Unity Catalog simplifies the job of an administrator (both at the account and workspace level) by centralizing the definitions, monitoring, and discoverability of data across the metastore, and making it easy to securely share data irrespective of the number of workspaces that are attached to it. Utilizing the Define Once, Secure Everywhere model has the added advantage of avoiding accidental data exposure in the scenario of a user's privileges inadvertently misrepresented in one workspace which may give them a backdoor to get to data that was not intended for their consumption. All of this can be accomplished easily by utilizing Account Level Identities and Managing Privileges.
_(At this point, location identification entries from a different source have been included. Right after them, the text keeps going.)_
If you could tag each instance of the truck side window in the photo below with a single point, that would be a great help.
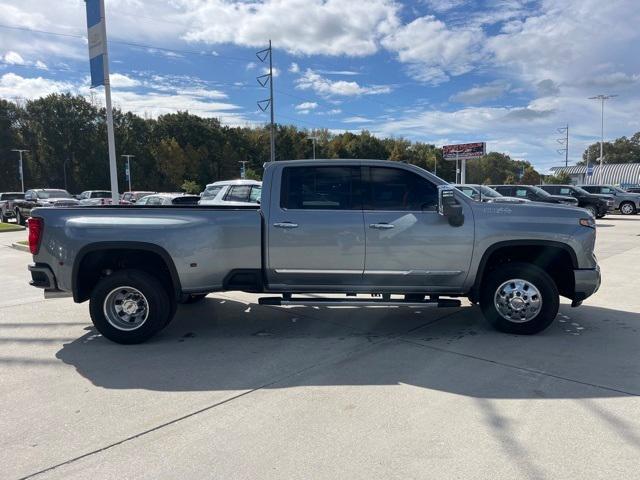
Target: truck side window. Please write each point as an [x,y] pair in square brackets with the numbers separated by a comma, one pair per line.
[399,189]
[238,193]
[320,188]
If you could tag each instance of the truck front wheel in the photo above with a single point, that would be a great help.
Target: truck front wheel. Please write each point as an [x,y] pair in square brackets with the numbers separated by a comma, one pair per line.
[130,306]
[519,298]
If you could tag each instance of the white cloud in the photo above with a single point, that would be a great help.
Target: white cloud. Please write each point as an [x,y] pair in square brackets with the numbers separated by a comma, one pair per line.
[311,80]
[480,93]
[13,58]
[304,27]
[119,80]
[433,51]
[356,119]
[147,102]
[306,106]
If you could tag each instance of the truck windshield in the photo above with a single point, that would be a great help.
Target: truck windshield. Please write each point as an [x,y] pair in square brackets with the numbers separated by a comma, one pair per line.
[54,194]
[488,191]
[11,196]
[540,192]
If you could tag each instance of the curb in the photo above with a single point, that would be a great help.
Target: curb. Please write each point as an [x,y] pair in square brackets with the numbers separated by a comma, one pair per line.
[19,246]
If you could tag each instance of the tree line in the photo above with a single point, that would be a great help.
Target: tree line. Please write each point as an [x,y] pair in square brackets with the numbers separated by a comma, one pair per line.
[66,139]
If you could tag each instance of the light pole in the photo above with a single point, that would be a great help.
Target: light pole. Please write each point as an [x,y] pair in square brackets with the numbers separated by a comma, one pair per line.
[128,157]
[602,98]
[19,150]
[313,139]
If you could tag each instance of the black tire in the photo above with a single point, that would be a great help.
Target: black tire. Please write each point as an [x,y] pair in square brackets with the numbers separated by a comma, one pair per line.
[628,208]
[592,210]
[535,276]
[193,298]
[159,306]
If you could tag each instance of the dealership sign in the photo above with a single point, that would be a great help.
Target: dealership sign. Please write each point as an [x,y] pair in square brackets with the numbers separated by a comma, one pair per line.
[464,151]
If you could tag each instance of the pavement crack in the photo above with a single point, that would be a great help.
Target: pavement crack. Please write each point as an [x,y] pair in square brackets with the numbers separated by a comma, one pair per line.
[523,369]
[359,348]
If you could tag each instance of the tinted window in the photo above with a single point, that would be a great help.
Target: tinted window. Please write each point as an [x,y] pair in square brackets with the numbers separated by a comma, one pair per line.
[256,193]
[398,189]
[320,188]
[211,192]
[12,196]
[238,193]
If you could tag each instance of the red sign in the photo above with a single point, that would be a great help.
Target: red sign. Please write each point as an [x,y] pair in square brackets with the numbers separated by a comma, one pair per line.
[464,151]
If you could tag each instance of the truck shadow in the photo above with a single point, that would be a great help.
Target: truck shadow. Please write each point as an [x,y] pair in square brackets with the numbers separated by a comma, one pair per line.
[227,345]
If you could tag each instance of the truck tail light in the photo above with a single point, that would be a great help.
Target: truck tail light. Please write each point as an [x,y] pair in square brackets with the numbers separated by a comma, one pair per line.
[36,225]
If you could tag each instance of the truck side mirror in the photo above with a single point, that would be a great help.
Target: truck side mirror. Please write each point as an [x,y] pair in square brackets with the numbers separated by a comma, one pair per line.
[449,207]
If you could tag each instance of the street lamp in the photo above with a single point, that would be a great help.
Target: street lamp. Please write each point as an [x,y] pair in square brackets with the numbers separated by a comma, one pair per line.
[313,139]
[128,157]
[19,150]
[602,98]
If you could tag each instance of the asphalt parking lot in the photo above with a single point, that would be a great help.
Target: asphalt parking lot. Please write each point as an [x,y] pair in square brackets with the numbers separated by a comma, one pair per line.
[233,390]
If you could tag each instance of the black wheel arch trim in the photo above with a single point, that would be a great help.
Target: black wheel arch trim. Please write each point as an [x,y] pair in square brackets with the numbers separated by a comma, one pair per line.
[124,245]
[518,243]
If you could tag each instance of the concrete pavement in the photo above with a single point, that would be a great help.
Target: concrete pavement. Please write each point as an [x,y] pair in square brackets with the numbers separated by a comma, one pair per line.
[235,390]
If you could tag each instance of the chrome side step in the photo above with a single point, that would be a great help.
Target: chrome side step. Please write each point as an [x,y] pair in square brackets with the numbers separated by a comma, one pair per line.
[350,302]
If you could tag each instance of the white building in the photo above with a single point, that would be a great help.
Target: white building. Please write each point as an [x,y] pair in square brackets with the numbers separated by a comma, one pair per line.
[622,174]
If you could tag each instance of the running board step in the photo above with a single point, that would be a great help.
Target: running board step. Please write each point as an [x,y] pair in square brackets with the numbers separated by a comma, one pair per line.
[349,302]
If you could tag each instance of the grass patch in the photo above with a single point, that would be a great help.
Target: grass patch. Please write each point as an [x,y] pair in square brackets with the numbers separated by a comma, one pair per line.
[10,227]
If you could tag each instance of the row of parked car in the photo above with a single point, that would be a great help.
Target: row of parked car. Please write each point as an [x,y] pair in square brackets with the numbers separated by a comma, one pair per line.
[232,192]
[597,199]
[597,203]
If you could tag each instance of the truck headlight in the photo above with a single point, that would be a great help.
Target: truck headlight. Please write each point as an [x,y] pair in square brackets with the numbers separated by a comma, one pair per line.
[588,222]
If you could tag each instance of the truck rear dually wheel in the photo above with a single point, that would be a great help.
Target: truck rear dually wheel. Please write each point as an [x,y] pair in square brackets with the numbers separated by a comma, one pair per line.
[519,298]
[130,306]
[627,208]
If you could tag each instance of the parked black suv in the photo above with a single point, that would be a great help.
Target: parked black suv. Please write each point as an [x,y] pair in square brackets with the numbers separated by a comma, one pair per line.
[597,205]
[535,194]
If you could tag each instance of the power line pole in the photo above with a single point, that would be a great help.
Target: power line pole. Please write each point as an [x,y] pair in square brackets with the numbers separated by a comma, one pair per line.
[20,171]
[128,157]
[602,98]
[313,139]
[565,143]
[264,104]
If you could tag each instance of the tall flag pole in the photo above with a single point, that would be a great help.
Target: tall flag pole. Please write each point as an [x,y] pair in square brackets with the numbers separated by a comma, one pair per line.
[99,64]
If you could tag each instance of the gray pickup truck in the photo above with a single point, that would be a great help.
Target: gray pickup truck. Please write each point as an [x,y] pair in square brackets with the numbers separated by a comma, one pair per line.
[365,228]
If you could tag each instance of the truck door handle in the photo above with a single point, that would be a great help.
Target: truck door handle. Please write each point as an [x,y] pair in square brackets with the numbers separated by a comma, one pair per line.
[285,225]
[381,226]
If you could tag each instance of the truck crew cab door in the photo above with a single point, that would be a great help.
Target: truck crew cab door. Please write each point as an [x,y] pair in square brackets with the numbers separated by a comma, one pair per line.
[408,244]
[315,229]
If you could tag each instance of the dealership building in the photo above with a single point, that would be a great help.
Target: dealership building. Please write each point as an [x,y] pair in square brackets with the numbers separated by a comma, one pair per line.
[622,174]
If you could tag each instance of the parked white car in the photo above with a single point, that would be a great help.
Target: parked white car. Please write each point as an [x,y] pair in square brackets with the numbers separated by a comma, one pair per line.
[232,192]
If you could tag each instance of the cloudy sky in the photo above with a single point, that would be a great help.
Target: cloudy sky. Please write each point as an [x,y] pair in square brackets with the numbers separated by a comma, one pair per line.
[508,72]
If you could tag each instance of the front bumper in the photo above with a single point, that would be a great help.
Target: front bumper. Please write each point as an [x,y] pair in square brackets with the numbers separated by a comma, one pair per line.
[587,282]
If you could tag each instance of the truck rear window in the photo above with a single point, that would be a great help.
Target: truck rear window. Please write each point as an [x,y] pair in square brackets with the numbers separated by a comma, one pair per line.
[321,188]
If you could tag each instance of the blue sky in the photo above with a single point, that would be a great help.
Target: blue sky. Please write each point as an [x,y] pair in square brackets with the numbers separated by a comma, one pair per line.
[508,72]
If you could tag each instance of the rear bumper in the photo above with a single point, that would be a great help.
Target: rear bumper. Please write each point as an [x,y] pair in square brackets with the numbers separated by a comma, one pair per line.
[587,282]
[43,277]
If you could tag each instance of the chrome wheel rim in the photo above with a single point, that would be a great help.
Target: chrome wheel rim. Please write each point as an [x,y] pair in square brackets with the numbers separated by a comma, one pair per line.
[126,308]
[518,300]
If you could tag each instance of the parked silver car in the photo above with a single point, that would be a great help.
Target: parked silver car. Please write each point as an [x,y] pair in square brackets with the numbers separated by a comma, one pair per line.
[232,192]
[628,203]
[482,193]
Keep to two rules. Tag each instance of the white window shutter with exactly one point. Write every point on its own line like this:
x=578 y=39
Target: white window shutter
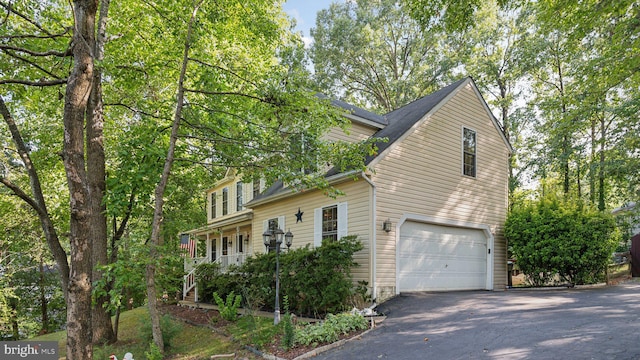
x=342 y=220
x=317 y=227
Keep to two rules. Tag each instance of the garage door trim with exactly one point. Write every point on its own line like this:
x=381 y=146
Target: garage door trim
x=446 y=222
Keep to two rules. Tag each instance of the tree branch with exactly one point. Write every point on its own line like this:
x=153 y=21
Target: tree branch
x=10 y=9
x=40 y=82
x=65 y=53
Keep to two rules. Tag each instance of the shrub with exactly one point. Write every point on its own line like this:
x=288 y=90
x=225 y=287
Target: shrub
x=561 y=238
x=330 y=329
x=315 y=281
x=169 y=330
x=229 y=309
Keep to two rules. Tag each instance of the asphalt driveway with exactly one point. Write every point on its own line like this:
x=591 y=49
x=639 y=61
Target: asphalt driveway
x=594 y=323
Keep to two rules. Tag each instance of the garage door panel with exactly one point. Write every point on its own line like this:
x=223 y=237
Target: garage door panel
x=437 y=257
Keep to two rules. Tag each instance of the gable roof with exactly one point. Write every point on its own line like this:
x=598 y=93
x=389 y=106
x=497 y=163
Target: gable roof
x=399 y=123
x=404 y=118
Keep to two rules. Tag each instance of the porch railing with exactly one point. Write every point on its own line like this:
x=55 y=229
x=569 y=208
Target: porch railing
x=190 y=264
x=189 y=281
x=226 y=260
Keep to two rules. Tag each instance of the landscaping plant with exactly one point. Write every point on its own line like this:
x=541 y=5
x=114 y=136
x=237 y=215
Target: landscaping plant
x=316 y=281
x=229 y=309
x=556 y=238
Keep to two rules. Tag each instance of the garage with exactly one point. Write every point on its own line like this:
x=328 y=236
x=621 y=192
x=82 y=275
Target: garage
x=436 y=257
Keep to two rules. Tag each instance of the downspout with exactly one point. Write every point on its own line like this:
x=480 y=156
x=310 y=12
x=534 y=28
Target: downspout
x=374 y=289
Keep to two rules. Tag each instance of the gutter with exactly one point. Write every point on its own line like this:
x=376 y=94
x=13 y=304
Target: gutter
x=286 y=192
x=374 y=289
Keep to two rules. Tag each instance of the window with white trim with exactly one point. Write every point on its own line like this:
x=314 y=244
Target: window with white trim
x=239 y=196
x=213 y=205
x=256 y=188
x=330 y=223
x=469 y=152
x=272 y=225
x=225 y=246
x=240 y=243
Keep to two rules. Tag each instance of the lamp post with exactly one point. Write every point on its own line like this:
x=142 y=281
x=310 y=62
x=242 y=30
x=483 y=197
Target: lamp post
x=276 y=236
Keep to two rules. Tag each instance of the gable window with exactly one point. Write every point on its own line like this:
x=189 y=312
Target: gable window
x=214 y=253
x=225 y=201
x=469 y=152
x=213 y=205
x=329 y=223
x=256 y=188
x=239 y=200
x=239 y=242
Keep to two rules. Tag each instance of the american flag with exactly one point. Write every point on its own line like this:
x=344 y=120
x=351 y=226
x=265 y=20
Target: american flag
x=188 y=244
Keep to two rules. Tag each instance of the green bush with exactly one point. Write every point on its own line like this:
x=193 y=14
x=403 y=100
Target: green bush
x=229 y=309
x=561 y=239
x=169 y=330
x=315 y=281
x=330 y=330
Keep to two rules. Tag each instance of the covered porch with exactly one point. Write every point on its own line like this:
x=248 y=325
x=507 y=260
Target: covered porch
x=226 y=242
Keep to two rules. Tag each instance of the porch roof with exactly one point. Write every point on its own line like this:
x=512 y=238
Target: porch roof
x=233 y=219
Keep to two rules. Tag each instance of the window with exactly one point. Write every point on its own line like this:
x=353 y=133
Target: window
x=239 y=200
x=256 y=188
x=213 y=205
x=469 y=152
x=330 y=223
x=305 y=152
x=272 y=226
x=225 y=246
x=225 y=201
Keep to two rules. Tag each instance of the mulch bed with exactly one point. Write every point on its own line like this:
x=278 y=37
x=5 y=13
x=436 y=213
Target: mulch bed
x=212 y=319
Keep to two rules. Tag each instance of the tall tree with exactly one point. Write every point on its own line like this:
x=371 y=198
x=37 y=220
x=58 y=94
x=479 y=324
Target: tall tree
x=374 y=55
x=493 y=61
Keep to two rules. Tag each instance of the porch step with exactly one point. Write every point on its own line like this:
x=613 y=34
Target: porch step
x=191 y=296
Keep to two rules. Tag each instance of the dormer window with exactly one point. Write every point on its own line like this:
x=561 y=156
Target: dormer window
x=469 y=152
x=213 y=205
x=225 y=201
x=256 y=188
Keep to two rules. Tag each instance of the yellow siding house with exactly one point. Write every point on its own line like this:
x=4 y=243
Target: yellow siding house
x=429 y=210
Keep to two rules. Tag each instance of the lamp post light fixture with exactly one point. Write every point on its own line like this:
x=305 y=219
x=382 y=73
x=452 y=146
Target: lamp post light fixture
x=268 y=238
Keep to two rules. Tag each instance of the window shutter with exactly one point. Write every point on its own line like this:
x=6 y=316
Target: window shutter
x=342 y=220
x=317 y=227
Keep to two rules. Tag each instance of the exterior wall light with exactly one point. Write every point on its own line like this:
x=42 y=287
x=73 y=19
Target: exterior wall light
x=276 y=236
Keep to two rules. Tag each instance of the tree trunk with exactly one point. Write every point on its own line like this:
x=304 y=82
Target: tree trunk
x=102 y=327
x=101 y=320
x=43 y=301
x=601 y=189
x=36 y=201
x=159 y=193
x=79 y=85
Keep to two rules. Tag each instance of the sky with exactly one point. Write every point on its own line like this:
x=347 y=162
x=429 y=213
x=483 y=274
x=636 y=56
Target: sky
x=304 y=11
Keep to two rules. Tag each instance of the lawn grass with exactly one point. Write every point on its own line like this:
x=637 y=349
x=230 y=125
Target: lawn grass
x=190 y=342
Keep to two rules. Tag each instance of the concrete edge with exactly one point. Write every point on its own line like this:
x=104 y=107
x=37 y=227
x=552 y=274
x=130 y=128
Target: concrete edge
x=561 y=287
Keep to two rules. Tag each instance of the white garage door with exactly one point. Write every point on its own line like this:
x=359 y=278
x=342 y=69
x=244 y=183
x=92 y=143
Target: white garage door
x=437 y=257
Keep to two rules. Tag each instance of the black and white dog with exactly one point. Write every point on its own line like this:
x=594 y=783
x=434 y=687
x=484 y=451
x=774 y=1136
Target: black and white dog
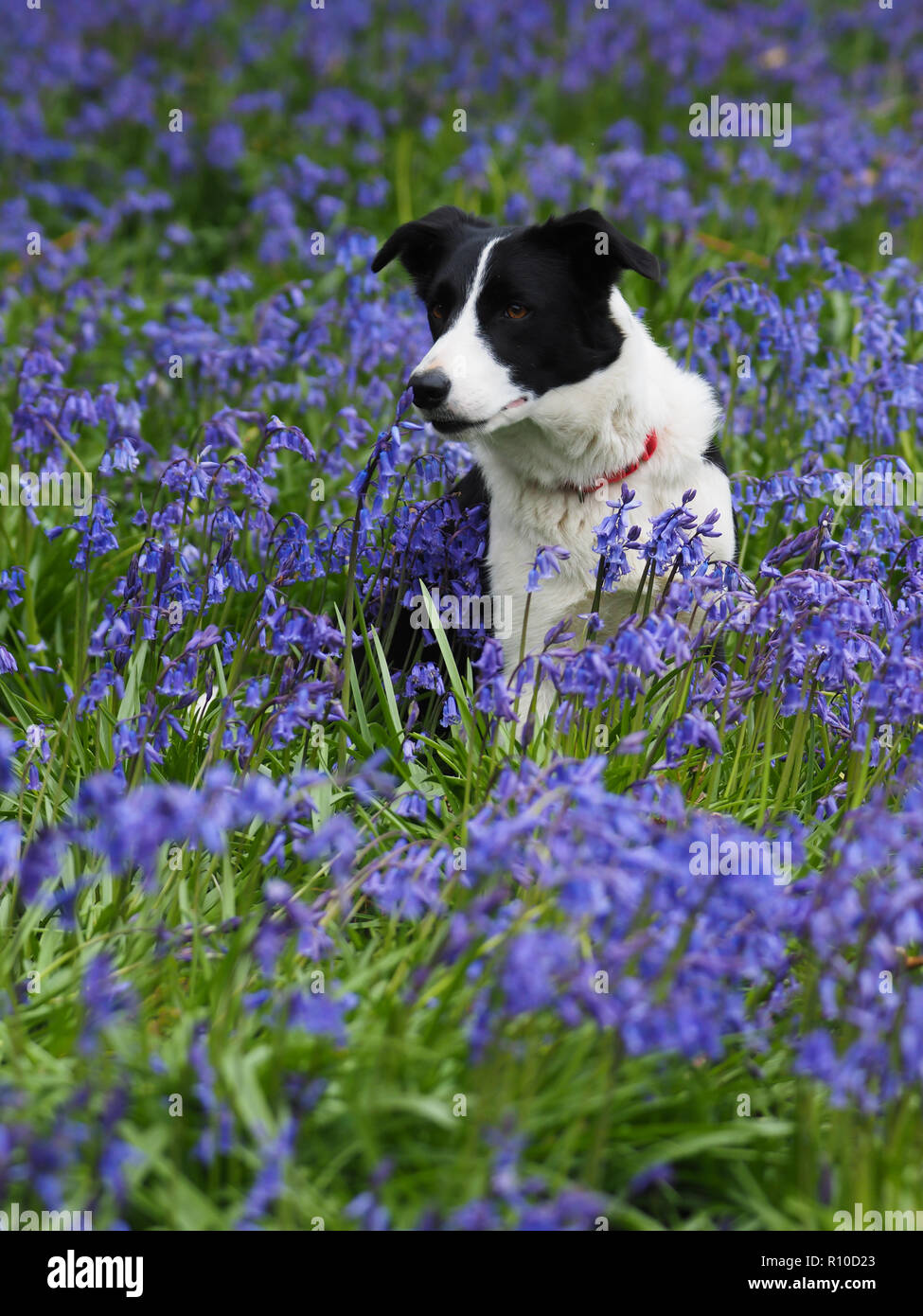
x=562 y=394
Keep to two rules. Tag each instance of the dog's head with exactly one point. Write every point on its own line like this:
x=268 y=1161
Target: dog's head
x=515 y=312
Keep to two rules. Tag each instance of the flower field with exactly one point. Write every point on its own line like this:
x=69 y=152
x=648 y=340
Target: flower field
x=295 y=934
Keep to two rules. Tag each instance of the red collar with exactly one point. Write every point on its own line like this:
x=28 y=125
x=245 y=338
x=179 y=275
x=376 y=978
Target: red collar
x=618 y=476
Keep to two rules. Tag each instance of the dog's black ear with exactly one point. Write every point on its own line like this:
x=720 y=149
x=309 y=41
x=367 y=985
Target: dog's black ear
x=423 y=242
x=596 y=248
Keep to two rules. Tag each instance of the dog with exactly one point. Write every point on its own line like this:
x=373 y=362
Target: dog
x=541 y=366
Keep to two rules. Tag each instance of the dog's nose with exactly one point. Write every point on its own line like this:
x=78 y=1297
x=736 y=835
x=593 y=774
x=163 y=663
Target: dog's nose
x=431 y=388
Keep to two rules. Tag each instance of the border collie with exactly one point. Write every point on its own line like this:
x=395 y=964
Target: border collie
x=540 y=365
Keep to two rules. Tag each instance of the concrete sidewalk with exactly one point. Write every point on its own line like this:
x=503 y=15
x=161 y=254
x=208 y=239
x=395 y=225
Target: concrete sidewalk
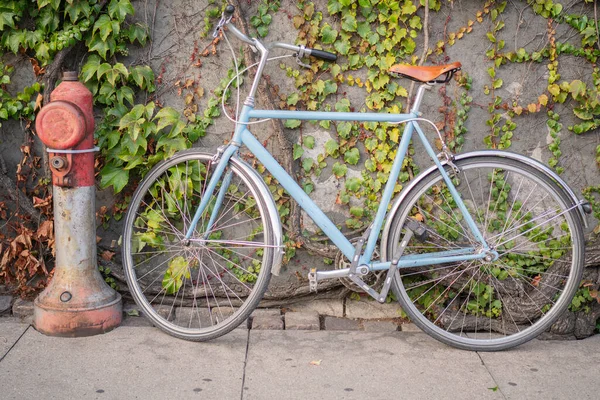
x=144 y=363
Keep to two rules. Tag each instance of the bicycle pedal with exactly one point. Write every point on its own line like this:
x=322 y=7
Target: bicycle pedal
x=312 y=280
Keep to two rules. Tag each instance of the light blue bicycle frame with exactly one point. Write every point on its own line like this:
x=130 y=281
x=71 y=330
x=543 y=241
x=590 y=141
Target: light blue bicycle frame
x=243 y=136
UC Audit Logging allows full visibility into all actions by all principals at all levels on all securables.

Figure 3: Unity Catalog
Figure 3: Unity Catalog Governance Model

Additional tips

These are our recommendations for a more flavourful experience!

  • Organize your chefs
    • Set up SCIM & SSO at the Account Level
    • Create Catalogs by SDLC environment scope, by business unit, or by both.
    • Design Groups by business units/data teams and assign them to the appropriate workspaces (workspaces are conceptually ephemeral)
    • Consider the number of members necessary in each of the Admin groups
  • Delegate to your sous chefs
    • Ensure that Account Admin, Metastore Admin, Catalog Admin, and Schema Admin understand the responsibilities appropriate to their roles
    • Always make Groups, not individuals, the owner of Securables, especially Metastore(s), Catalog(s) and Schema(s)
    • Combine the power of the Privilege Inheritance Model with the ability to 'Transfer Ownership' to democratize data ownership
    • A well-governed platform involves a shared administrative burden across these various roles and automation is key to building a repeatable pattern while offering retaining control
  • Automate to keep the kitchen line moving
    • We've provided the recipe for a simple onboarding process, but as you scale to more users, groups, workspaces, and catalogs, automation becomes imperative. The plethora of options includes API, CLI, or the end-to-end guide provided by our Terraform Provider (AWS, Azure)
  • Migrate to a more sophisticated palate
    • Use External Tables to upgrade from HMS to UC, allowing you to adopt the centralized governance model without worrying about data movement
    • Use SYNC to keep your objects synchronized from HMS to UC.
  • Audit to keep the kitchen clean
    • Definitely set up Audit Log delivery
    • Build a dashboard on top of Audit Log data, analyze regularly, and build alerts for important actions through a Databricks SQL dashboard

Happy Cooking!

P.S: Hope we timed this right. Happy Thanksgiving.